Estaba solo.
Solo y cansado. Abrumadoramente cansado. Los años le pesaban. Tenía que
aceptarlo: ya no era joven. Había cumplido setenta. Setenta años y estaba solo.
Desdichadamente solo. Como todos. Como nadie. Solo. Su pasado era un recuerdo;
su presente un universo de soledad; y su futuro, la nada. Pasado y futuro los
había sepultado hacía unas horas en el mismo féretro donde descansaba su
esposa. Su existencia actual era una sepultura.
Estaba
sentado a la mesa de la cocina, frente a una botella de vino vacía y un vaso a
medio llenar. En penumbras. La mirada abismada en sí mismo. La cara roja,
perlada de transpiración.
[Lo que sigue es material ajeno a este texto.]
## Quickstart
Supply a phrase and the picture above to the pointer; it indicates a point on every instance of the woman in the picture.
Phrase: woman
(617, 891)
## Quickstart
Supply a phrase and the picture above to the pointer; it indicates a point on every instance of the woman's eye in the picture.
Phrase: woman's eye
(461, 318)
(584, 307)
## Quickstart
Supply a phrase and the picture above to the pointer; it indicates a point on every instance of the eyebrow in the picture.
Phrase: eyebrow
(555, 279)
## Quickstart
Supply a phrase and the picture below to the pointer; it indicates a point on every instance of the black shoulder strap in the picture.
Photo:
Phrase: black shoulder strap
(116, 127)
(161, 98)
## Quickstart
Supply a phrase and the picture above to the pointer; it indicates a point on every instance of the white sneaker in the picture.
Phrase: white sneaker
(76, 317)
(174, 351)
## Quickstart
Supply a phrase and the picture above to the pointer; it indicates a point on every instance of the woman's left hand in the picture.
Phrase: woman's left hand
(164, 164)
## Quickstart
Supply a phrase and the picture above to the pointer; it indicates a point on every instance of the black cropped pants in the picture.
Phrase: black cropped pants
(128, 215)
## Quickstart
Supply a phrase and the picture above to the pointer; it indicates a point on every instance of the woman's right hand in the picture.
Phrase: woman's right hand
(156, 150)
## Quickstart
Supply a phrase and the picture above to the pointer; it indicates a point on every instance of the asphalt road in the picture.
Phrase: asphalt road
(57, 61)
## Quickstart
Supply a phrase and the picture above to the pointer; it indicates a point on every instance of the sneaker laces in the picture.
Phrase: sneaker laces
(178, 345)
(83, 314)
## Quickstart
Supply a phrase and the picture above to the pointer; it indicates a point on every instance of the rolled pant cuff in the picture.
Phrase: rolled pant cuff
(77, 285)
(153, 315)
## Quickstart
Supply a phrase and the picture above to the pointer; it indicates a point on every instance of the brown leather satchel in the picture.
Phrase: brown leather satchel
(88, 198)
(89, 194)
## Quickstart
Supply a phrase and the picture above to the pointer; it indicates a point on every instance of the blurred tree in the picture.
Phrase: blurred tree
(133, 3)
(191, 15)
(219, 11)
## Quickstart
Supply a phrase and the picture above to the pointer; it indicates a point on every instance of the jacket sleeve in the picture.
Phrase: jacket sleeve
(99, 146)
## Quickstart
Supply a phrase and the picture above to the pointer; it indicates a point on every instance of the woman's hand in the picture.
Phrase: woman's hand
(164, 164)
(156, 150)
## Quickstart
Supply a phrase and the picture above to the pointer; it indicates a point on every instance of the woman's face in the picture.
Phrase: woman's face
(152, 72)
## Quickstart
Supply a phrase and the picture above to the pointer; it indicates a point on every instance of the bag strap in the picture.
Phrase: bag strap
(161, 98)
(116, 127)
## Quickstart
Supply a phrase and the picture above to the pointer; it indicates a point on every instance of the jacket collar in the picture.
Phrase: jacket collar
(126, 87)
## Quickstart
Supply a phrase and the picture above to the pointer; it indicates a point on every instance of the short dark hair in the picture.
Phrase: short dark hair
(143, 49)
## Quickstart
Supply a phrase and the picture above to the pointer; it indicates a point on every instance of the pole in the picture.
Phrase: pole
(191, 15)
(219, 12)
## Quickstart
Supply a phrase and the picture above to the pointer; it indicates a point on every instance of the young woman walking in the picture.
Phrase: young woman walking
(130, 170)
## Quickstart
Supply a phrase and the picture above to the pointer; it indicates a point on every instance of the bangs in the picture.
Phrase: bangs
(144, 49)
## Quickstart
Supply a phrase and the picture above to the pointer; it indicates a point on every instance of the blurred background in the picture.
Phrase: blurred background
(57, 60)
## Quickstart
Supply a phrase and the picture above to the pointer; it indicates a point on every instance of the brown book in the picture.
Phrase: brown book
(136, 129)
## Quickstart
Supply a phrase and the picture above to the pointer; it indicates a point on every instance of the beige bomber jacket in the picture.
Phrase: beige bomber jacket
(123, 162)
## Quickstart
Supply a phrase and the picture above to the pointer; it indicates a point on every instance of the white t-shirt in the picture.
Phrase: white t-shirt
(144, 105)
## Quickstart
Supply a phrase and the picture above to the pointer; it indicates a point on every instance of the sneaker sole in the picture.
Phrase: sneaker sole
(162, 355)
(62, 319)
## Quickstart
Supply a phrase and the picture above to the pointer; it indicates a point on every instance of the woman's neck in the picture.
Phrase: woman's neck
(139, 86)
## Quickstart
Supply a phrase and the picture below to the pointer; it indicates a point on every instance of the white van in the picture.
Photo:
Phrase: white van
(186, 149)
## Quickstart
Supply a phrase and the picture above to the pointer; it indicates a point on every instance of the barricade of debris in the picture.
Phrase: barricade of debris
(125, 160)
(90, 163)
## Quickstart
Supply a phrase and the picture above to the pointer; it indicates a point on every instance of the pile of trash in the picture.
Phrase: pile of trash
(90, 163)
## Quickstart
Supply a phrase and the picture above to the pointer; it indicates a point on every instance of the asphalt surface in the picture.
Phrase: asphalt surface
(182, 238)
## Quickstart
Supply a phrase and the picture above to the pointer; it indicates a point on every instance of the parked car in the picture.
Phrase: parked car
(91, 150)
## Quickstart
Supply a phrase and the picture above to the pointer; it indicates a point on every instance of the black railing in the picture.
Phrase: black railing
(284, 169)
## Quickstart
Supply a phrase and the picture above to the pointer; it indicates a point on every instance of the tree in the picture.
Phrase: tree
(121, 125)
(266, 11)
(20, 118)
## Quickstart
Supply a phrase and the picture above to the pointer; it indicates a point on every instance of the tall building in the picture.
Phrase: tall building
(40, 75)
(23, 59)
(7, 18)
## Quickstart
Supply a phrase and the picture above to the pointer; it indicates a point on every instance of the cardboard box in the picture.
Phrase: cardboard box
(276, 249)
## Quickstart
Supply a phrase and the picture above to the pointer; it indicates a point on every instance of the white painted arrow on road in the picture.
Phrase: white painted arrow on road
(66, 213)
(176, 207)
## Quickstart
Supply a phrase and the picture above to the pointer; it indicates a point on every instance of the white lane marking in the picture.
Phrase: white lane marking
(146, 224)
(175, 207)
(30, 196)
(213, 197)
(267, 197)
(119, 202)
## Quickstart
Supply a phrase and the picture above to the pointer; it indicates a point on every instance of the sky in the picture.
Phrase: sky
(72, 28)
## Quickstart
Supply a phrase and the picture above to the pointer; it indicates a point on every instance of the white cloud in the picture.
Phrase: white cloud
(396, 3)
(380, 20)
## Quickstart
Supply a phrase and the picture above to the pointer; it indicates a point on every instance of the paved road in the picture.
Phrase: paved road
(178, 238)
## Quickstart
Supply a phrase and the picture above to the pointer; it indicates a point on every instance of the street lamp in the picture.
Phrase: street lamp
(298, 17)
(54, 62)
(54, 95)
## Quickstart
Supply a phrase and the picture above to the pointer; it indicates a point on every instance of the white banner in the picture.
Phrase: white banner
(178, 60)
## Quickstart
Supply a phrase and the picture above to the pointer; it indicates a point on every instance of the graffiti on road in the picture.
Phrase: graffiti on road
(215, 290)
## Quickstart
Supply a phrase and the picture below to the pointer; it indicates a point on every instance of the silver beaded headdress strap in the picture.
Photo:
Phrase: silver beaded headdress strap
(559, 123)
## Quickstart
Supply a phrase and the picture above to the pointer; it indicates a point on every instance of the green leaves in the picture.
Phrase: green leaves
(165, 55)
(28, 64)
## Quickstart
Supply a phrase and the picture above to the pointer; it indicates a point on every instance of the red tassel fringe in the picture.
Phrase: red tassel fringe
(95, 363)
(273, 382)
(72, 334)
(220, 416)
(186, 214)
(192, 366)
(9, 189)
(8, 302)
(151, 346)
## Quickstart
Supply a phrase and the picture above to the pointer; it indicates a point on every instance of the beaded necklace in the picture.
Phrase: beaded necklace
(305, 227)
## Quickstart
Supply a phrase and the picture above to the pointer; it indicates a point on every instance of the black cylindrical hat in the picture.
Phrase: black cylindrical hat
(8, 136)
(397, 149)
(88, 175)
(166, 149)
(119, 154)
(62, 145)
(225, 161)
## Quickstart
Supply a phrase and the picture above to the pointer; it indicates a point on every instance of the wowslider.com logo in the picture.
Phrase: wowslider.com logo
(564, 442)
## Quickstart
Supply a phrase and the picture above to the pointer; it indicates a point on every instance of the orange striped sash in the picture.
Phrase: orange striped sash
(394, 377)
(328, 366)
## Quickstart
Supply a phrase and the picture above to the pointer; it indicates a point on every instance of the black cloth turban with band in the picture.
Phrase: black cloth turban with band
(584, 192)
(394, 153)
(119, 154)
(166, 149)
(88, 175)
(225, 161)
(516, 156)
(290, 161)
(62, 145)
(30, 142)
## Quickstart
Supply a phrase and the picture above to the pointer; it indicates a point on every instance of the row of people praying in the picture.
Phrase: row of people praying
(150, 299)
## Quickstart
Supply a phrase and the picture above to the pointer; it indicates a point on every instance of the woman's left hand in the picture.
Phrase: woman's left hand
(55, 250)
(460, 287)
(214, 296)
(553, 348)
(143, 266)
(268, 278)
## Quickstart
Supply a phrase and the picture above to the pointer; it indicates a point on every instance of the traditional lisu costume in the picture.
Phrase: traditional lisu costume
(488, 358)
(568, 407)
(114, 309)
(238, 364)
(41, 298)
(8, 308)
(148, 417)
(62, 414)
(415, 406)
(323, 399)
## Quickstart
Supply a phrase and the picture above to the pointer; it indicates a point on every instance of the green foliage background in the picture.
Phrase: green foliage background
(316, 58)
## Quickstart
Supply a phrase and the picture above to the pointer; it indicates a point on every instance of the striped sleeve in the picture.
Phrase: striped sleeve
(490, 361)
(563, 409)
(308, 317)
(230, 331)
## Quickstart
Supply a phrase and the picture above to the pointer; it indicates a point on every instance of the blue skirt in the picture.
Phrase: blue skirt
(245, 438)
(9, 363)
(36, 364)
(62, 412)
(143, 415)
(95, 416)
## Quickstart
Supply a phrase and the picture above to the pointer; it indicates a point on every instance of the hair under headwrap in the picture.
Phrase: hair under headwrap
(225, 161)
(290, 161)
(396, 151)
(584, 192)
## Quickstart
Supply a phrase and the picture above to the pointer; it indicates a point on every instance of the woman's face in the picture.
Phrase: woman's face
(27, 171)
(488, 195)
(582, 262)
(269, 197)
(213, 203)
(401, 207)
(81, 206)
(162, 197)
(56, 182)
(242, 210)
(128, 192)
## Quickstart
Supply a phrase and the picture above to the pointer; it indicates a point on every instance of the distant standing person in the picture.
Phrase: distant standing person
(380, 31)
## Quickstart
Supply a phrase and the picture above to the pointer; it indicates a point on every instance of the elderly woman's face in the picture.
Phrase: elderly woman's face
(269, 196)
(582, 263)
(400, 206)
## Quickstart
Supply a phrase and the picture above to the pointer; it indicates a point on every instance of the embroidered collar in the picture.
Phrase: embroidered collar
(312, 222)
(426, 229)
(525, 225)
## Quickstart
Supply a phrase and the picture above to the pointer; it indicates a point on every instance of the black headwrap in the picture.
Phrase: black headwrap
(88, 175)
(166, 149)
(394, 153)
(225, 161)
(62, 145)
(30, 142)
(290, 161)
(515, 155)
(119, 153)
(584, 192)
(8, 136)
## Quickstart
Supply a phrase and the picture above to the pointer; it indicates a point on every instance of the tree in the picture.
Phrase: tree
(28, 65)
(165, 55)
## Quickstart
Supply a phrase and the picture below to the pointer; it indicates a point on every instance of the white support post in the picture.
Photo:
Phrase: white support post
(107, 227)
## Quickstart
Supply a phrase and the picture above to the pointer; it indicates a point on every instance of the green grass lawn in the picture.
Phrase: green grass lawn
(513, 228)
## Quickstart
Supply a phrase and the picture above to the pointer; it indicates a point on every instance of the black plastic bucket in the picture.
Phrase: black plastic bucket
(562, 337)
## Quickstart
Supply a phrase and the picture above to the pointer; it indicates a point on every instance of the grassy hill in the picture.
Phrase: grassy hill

De cuando en cuando apretaba las mandíbulas. Único
movimiento. Ese y el pestañeo. Únicos indicios de vida. Casi una estatua. Una
esfinge inmemorial, eterna, ajena a todo. A las tempestades, al paso del
tiempo, a la historia... inmutable. Inexpugnable en su silencio.
Bebió el
último vaso de vino, temblorosa y torpemente. De un trago. Brusco y seco. En un
gesto desesperado y doloroso. Para retornar a la quietud. Neutra. Estoica.
Transcurrió
media hora y la cabeza comenzó a inclinarse sobre la mesa, lenta, inexorable y
fatídicamente. Un ronquido profundo y otra vez el silencio. Un silencio
absoluto.
A su alrededor,
la cocina, a oscuras, reproducía amarillentas fotografías colgadas de la pared:
padres, esposa... un hijo... todos muertos. Muertos como él.